Honteux de ma méprise, je refusai de nouveau, craignant de ma part une nouvelle indiscrétion involontaire ; mais l’homme aux brillans ne l’entendait pas ainsi, et, voyant que je persistais, il tira de son muséum une queue de serpent à sonnettes qu’il me força d’accepter. Quand il eut achevé l’historique de son présent, je l’interrompis pour lui demander quelques détails sur les gisemens qu’il avait parcourus.

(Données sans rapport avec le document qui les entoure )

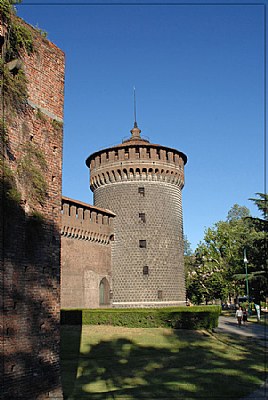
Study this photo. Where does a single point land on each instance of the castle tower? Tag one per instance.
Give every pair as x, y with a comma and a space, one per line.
141, 183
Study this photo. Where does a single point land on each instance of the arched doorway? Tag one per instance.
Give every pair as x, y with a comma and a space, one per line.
104, 292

— Ah ! ne me parlez pas de terrains aurifères, répondit-il aussitôt. Je ne sais pas comment on a l’aplomb d’appeler ce pays la province des mines. Figurez-vous que les habitans n’y connaissent même pas l’argent monnayé ! ils ne veulent que du papier ou du cuivre. Plusieurs fois je me suis vu dans l’embarras parce que je n’avais sur moi que des pièces d’or ou d’argent. On pourrait bien encore trouver çà et là quelque peu de poudre d’or ; mais il n’y a que les gens les plus misérables pour prendre souci d’une recherche qui ne donne pas de quoi vivre. J’ai eu toutes les peines du monde à me procurer ces échantillons en faisant le portrait de quelques caboclos. — Et il me montrait d’un air joyeux ses pyrites.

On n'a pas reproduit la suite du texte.